I only had one checked item that came off the plane right away. Out of a plane of several hundred people, I was the actual first person to leave baggage claim. When leaving baggage claim in Baltimore, you depart through opaque doors. As those doors slid open, I saw a huge, overwhelming yellow-ribbon welcoming party.

I looked horrible. My uniform was two or three days old, I was about 18 hours past a 5 o'clock shadow. Plus, I don't sleep well on planes so I was pretty groggy too.

The crowd, however, was bright and vibrant. These supporters lined the side of the walkway. There were Boy Scouts, elderly couples, other military members, full families and people with snack bags. It was an over-the-top, generous display.

First in line was a Boy Scout troop all in uniform. Some waved flags and some clapped while others had their hands out ready to shake. I went down the line shaking hands and thanking them as they said "welcome home" and "thank you for your service."

I made my way past dozens of well-wishers but almost the last person in line was a three or four year old girl with her family standing behind her. She had a Hawaiian lei and was holding it out for me. I got down on one knee and lowered my head. After she adorned me with flowers, I hugged her, thanked her and moved on.

Officially taking the last place in line was a brigadier general and his wife. They were of course, very nice, welcoming and supportive. Having a general officer there was a very nice end-cap to this display of support.

After getting back from deployment, any welcome would have been nice, but this really brought me back home in style.

My welcome home experience is close to typical of what someone returning from war gets today, but very, very different than the welcome many Vietnam veterans received.
My story is a topical primarily because our experiences differ so vastly. Our differing experiences highlight the good and bad in life. It's disappointing that everyone returning from war during the history of our country didn't receive a warm welcome, to include a fully supported transition back to state-side military or civilian life.

However, the positive side of our population's current support of service members shows growth in society, maturation and positive change.

Vietnam veterans are the change I see in society. It is people, like veterans and their families, welcoming home our troops with the warm reception they never received.

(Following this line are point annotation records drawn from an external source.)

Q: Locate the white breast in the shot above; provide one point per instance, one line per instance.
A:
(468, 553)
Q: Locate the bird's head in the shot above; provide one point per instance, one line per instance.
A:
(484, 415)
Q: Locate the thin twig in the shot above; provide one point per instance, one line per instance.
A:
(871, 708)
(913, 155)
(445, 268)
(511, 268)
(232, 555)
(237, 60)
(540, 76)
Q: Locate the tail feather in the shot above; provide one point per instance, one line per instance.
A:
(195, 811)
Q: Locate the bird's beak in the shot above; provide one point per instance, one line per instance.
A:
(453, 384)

All the good work that goes into memorials and veterans events are just further evidence of that positive change veterans bring about.

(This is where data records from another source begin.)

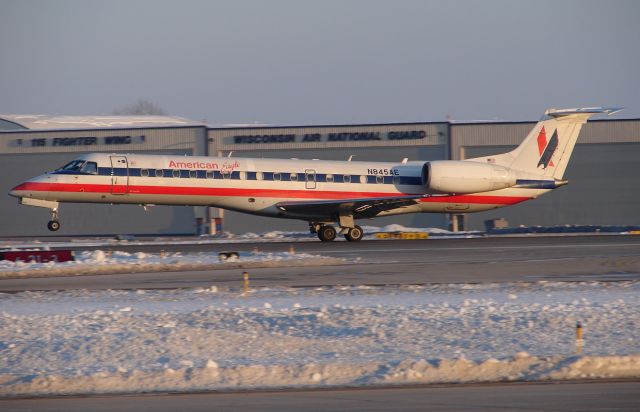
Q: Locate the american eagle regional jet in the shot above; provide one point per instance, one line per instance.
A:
(323, 193)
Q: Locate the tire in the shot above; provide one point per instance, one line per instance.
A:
(326, 233)
(354, 234)
(53, 225)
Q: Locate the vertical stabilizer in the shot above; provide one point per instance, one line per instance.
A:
(546, 150)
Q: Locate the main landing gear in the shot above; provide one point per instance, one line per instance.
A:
(328, 233)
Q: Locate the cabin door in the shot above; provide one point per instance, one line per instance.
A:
(310, 179)
(119, 175)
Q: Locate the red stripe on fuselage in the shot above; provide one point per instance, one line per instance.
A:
(242, 192)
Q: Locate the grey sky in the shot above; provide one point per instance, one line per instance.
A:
(320, 62)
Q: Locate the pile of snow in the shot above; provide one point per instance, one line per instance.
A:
(87, 342)
(104, 262)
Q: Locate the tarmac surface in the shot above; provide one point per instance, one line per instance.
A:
(477, 260)
(566, 396)
(393, 262)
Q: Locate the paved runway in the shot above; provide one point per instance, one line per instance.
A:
(591, 396)
(516, 259)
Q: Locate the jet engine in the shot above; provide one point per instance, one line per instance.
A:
(456, 176)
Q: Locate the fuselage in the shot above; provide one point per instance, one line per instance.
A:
(250, 185)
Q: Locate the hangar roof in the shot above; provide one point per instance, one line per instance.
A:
(53, 122)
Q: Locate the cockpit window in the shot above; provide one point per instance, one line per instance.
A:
(79, 166)
(73, 166)
(90, 167)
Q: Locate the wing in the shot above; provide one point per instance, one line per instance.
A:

Due to all of the good that veterans are doing in society, the new era of military members are blessed.

Veterans have children in the military, and so, in effect, veterans are being the best parents possible, both literally and figuratively.

My father-in-law is a Vietnam veteran, and his transition home was not easy. He's shared the experience with me some - but not a lot - and then only recently, years after his return. So, I mean veterans being the best parents very literally.

Veterans are also being the best parents figuratively. Vietnam-era veterans are my military parental role-models and of Desert Storm and Operation Enduring Freedom-era troops.

In my mind, being the best parent isn't about being a perfect such thing exists. Being the best parents are about improving on how you were raised by treating your children better than you were. Some people had some pretty bad childhoods. The best parents take a bad childhood and do not repeat those mistakes. The best parents give those who come after them better treatment than they themselves received.
That's what veterans are doing in society and throughout this country. Veterans are treating today's returning veterans better than they were treated.

We need to thank them for being good military parents. Thank veterans for being part of the positive changes in America. Thank them for their service.